The late John McCain never saw a war he didn’t like and ran in that vein.  Hilary was far more a war candidate than the Donald.  They both lost.

The people have an idea what they want and the winners agree but only until the votes are counted.

If there is a war party, it is not popular with the citizenry.  To get them on board, they have to be propagandized, which is why the mainstream press is always telling us that Assad is diabolical.

In the abovementioned Hersh memoir, the author had meetings with the Syrian leader.  Hersh never made him out to be Mother Teresa, but reported on him as a rational interlocutor.  So why the desire for the man’s blood?

Colonel Lawrence Wilkerson thinks he knows.  Wilkerson was Colin Powell’s chief of staff at the time of the Yellow Cake disaster and that situation led to disillusionment.  Wilkerson, now a professor at William & Mary, warned in an interview on Tuesday, September 11 that “the neoconservative agenda” for an escalated United States war on Syria followed by war on Iran has had a “resurrection” in President Donald Trump’s administration.”

From administration rhetoric, speculation that that is the plan is not unreasonable.   Backing al Nusra, an al Qaeda front In Idlib is only the excuse to defeat Iran in Syria.  Embedded in that ointment is a fly.  That fly is Russia.  Bolton seems to think baiting the Russkies is without cost.

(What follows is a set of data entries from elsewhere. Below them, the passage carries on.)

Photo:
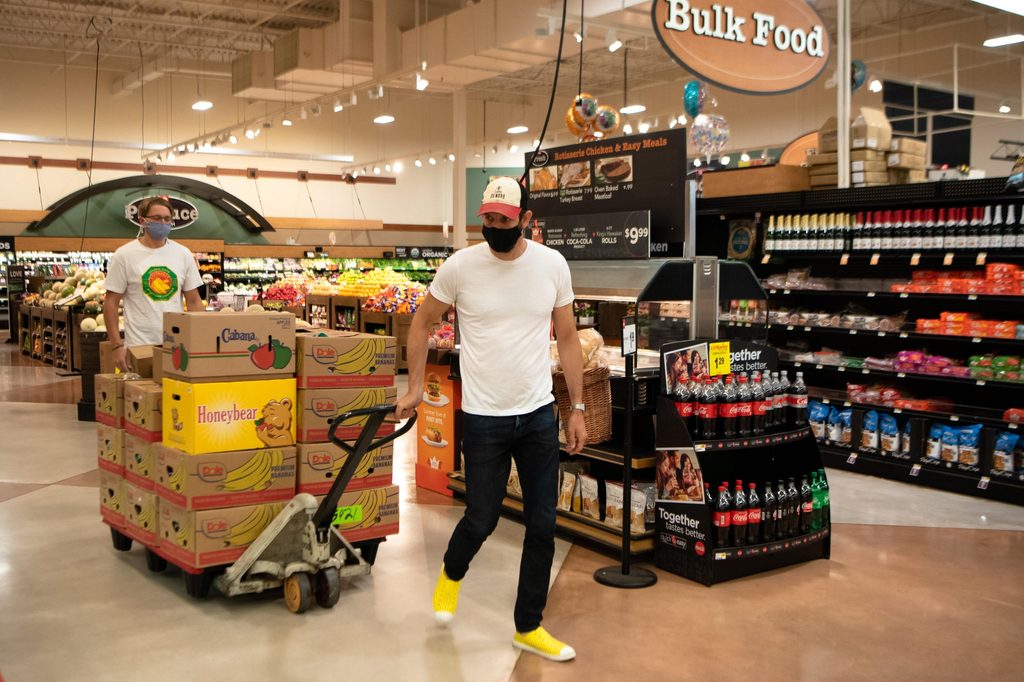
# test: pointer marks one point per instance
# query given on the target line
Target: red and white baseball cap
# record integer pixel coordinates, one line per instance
(502, 196)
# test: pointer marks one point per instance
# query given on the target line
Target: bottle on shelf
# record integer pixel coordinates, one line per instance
(723, 517)
(739, 516)
(753, 515)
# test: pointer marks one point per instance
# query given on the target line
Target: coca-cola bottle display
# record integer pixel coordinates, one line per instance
(793, 495)
(728, 410)
(754, 515)
(744, 408)
(723, 517)
(769, 514)
(798, 401)
(739, 516)
(781, 511)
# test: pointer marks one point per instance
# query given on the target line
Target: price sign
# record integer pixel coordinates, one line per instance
(719, 357)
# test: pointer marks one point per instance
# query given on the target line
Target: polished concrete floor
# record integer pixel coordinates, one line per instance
(922, 585)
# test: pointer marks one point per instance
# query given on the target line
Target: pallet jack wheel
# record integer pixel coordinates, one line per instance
(154, 561)
(327, 587)
(122, 543)
(298, 593)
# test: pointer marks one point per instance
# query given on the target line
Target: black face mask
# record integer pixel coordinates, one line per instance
(501, 240)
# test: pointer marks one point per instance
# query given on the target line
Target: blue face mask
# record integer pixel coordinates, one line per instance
(159, 230)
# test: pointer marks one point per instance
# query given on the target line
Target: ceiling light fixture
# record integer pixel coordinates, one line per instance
(1003, 41)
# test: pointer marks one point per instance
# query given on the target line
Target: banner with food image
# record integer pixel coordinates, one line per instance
(616, 175)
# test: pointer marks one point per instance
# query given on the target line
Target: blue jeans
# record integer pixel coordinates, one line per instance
(488, 443)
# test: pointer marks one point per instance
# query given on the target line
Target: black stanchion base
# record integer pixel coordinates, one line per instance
(613, 577)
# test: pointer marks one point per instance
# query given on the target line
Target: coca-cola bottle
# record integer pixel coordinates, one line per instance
(727, 410)
(744, 408)
(759, 406)
(708, 412)
(806, 506)
(798, 401)
(753, 515)
(769, 514)
(738, 515)
(793, 495)
(723, 517)
(781, 511)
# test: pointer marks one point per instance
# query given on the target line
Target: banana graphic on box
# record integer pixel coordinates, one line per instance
(254, 474)
(361, 359)
(249, 528)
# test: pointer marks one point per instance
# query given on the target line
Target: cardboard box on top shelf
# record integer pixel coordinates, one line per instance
(111, 449)
(367, 514)
(316, 409)
(143, 409)
(224, 479)
(909, 145)
(337, 359)
(211, 537)
(226, 416)
(200, 346)
(320, 464)
(870, 130)
(112, 499)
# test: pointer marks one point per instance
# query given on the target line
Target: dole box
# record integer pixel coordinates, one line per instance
(222, 417)
(224, 479)
(339, 359)
(199, 346)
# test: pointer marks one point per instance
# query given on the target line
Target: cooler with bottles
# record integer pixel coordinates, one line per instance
(740, 485)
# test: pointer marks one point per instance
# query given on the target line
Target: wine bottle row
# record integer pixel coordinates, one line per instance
(988, 228)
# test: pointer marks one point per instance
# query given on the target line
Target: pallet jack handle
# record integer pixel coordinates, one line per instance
(364, 443)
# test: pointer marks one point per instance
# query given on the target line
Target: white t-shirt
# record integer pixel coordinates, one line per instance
(504, 311)
(152, 282)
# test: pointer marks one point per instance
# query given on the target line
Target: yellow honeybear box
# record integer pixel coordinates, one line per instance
(222, 417)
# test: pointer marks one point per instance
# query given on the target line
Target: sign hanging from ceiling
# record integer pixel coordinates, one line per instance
(749, 46)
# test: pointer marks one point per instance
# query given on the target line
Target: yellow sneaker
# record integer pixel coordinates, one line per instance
(445, 598)
(543, 644)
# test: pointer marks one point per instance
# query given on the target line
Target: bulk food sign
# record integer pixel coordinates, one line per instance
(750, 46)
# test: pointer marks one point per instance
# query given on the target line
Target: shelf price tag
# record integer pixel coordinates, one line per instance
(719, 357)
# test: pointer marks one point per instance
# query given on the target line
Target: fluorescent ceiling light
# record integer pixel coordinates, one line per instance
(1005, 40)
(1012, 6)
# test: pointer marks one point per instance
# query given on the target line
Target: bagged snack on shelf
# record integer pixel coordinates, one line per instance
(950, 444)
(934, 448)
(869, 433)
(1003, 454)
(889, 434)
(590, 506)
(817, 417)
(970, 443)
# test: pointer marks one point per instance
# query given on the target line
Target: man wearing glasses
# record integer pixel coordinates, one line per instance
(150, 274)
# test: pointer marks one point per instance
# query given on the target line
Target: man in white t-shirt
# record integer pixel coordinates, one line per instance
(150, 274)
(506, 293)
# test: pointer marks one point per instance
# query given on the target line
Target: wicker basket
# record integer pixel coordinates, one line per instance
(597, 397)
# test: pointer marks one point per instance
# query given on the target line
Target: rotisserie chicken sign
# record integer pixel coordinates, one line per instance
(751, 46)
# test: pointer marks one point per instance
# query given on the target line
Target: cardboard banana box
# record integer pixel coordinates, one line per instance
(368, 514)
(112, 499)
(318, 408)
(141, 517)
(211, 537)
(320, 464)
(224, 479)
(222, 417)
(337, 359)
(111, 449)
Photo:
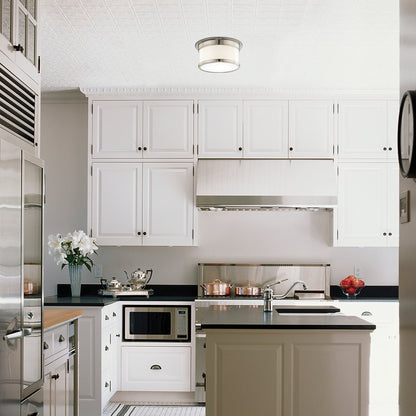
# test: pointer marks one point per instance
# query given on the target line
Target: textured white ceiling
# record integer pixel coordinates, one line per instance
(288, 44)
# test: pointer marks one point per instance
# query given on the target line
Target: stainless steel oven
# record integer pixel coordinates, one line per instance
(157, 323)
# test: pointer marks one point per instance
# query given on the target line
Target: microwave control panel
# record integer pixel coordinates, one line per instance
(181, 323)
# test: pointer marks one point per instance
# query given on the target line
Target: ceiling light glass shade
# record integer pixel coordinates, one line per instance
(218, 54)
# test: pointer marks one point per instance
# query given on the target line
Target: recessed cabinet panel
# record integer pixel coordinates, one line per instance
(266, 129)
(363, 129)
(168, 129)
(116, 203)
(117, 129)
(311, 129)
(168, 203)
(362, 205)
(155, 368)
(220, 129)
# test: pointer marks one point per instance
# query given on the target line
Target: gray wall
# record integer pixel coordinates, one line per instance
(269, 237)
(407, 256)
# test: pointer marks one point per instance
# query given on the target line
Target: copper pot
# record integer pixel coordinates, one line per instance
(248, 290)
(216, 288)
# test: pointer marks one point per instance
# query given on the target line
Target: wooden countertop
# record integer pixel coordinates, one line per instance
(52, 317)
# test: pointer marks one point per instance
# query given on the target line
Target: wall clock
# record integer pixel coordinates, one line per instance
(406, 143)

Who knows, it may be.  Turkey shot down a Russian Plane and US forces killed Russian mercenaries in Syria at Deir al-Zour.  The night before this was written, a Russian plane with troops aboard was shot down by Syrian anti-aircraft fire due to an incursion in Syrian air space by Israeli planes.

Russia has to get to it or fold and admit they are not a world power.  If they decide enough is enough and stop being long suffering, the reductio ad absurdum will be nuclear war, and we shall get there.

So far, despite media propaganda, Putin has been the adult in the room.  On Long Hill, we hope he can pull it off again.